Data warehouses are typically associated with traditional relational databases such as DB2, Oracle or SQL Server. Data is gathered from multiple sources, inconsistencies and duplication dealt with via some sort of pre-processing, and then a consistent set of data is loaded into a set of tables. There are usually one or more 'fact' tables (where the bulk of the data to be analysed is stored) and assorted 'dimension' tables (where master data, such as customer, product, location, asset is stored, giving context to the 'facts'). Once in the data warehouse, a wide array of business intelligence tools can be brought to bear, generating queries in SQL, the lingua franca of relational databases.
This is all well and good, but over recent years it has become apparent that not only are conventional data warehouses being stretched to handle growing data volumes - the Big Data of marketing speak - but that the licensing costs of the databases themselves, as well as the associated ETL and business intelligence tools, can be considerable.
Some organisations have started to experiment with an intriguing alternative approach. Big Data is usually associated with semi-structured data such as web logs and sensor data, and with the storage and processing of this data using Apache's open source software framework Hadoop and its associated file system HDFS. At first sight this offers little to interest data warehouse specialists, but there is a SQL implementation layer on top of Hadoop called Hive that is suitable for data warehouse applications.

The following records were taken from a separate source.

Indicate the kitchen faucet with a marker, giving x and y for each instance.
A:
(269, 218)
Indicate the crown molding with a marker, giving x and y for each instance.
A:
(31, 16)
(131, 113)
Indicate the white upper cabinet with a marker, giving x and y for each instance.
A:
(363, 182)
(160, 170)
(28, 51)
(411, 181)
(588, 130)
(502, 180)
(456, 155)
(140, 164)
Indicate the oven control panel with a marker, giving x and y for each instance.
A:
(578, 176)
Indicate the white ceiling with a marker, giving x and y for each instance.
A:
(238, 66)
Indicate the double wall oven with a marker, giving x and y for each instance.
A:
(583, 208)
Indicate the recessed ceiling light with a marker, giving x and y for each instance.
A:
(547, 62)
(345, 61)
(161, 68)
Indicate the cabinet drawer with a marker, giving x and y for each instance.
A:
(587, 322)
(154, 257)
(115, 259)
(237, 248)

Hive allows you to build a database schema and create tables, build indexes, and even partition tables using a SQL variant that any database administrator will be familiar with. Shielded from the internals by the Hive software layer, administrators can load data using similar commands, and once loaded, can query the data using HiveQL, which has familiar SQL constructions. The SQL queries are hived off to the underlying file system and an answer set returned.

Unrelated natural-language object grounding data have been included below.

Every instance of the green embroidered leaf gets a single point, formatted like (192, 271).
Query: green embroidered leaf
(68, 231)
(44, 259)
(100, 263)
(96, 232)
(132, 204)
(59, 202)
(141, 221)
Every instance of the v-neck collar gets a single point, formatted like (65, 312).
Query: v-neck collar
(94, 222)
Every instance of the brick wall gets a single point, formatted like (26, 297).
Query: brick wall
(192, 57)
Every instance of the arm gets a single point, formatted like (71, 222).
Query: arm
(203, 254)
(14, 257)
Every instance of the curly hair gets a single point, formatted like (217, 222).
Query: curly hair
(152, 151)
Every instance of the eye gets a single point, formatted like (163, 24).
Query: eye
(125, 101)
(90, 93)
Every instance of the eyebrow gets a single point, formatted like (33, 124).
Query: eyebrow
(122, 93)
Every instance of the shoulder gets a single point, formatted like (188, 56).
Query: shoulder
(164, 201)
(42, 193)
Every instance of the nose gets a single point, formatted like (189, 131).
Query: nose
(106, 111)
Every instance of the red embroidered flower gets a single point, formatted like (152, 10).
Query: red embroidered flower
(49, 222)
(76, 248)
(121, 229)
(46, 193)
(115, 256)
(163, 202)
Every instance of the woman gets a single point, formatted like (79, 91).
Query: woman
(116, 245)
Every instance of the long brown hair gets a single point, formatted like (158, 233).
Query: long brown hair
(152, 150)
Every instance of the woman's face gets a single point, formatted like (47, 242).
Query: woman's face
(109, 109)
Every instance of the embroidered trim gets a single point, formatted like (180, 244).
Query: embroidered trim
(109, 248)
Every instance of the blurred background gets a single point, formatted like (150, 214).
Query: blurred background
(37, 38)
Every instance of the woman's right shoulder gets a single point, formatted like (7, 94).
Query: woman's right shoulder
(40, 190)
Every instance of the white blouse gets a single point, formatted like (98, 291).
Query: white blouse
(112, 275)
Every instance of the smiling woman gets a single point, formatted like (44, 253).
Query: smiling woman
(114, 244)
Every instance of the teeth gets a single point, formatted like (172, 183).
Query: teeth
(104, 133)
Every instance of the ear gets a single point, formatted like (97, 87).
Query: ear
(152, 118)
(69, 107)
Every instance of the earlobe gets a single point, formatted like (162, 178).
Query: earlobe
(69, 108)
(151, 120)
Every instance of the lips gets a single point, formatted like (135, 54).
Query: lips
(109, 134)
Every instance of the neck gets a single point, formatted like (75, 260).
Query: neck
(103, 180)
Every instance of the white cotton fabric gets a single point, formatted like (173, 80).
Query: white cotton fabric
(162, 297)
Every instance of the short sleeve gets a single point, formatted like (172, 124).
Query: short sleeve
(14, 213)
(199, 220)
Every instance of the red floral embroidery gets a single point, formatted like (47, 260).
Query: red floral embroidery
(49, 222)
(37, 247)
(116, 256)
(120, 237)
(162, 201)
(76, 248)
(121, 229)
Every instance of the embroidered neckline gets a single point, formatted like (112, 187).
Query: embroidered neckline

Early results indicate that Hive is not as fast as traditional databases at real-time queries, but its inherent scalability means that it can perform well when executing batch queries, which are a major part of most data warehouse systems. Indeed some early comparative benchmarks have shown Hive outperforming a conventional SQL database running batch queries on a small test database, indicating linear performance as data volumes grew. It will be interesting to see such experiments tested on a much larger scale.

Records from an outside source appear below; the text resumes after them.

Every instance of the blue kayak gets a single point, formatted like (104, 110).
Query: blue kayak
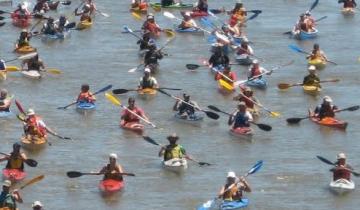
(258, 83)
(85, 106)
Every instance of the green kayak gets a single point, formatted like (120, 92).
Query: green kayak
(173, 6)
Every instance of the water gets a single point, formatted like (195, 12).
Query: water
(291, 178)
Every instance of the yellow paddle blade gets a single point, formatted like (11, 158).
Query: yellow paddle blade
(112, 99)
(54, 71)
(32, 181)
(226, 85)
(136, 15)
(12, 68)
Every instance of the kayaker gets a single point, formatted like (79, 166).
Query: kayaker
(186, 109)
(85, 13)
(187, 22)
(112, 169)
(49, 27)
(85, 95)
(172, 151)
(16, 158)
(227, 75)
(317, 53)
(218, 59)
(128, 117)
(34, 127)
(37, 205)
(24, 39)
(348, 3)
(234, 188)
(151, 25)
(8, 199)
(256, 70)
(312, 79)
(240, 118)
(341, 170)
(326, 109)
(5, 101)
(34, 63)
(147, 81)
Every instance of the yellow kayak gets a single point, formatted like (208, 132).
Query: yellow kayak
(317, 62)
(312, 90)
(25, 49)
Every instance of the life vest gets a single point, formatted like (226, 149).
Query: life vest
(173, 151)
(34, 127)
(15, 162)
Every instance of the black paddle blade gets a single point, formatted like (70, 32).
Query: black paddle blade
(74, 174)
(150, 140)
(192, 66)
(31, 162)
(120, 91)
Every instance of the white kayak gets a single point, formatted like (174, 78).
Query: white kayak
(175, 164)
(341, 186)
(33, 74)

This approach is not just being used in laboratories. One US image-hosting company used Hive for its multi-terabyte data warehouse, and found it significantly outperformed their previous SQL-based warehouse on the most important queries. Another real-life case study has been with a US government agency, in which Hive successfully analysed billion of rows of spatial data which had previously crashed its SQL database.
Hive is in its infancy but presents an intriguing challenge to conventional approaches. No database licence fees are involved and it is likely that more tool support will follow for HiveQL, allowing a broader choice of query facilities than currently exists. There are challenges such as skills availability, but the pioneering efforts are certainly interesting.
An example of the growing Hive bandwagon can be seen with Quest Software, provider of the popular Toad database administration tools, already offering Hive support. Open source ETL company Pentaho also supports Hive data warehouses, providing an OLAP tool in the form of Mondrian and reporting capabilities. Analytics giant SAS has provided support for access to Hive tables as if they were native SAS data sets, allowing the rich set of data mining and predictive analytics that SAS provides to be applied to Hive data.
As experience grows and technologies mature, Hive could represent a serious open source alternative to conventional data warehouse approaches, initially at the lightweight end of the scale. Such competition will bring pressure on existing vendors to up their games, add greater value and review their pricing, which can only be a healthy thing for beleaguered customers. Roman Emperor Marcus Aurelius said: "That which is not good for the hive cannot be good for the bees." In this case, the growing success of Hive may well be good for the inhabitants of its ecosystem - the open source data warehouse community.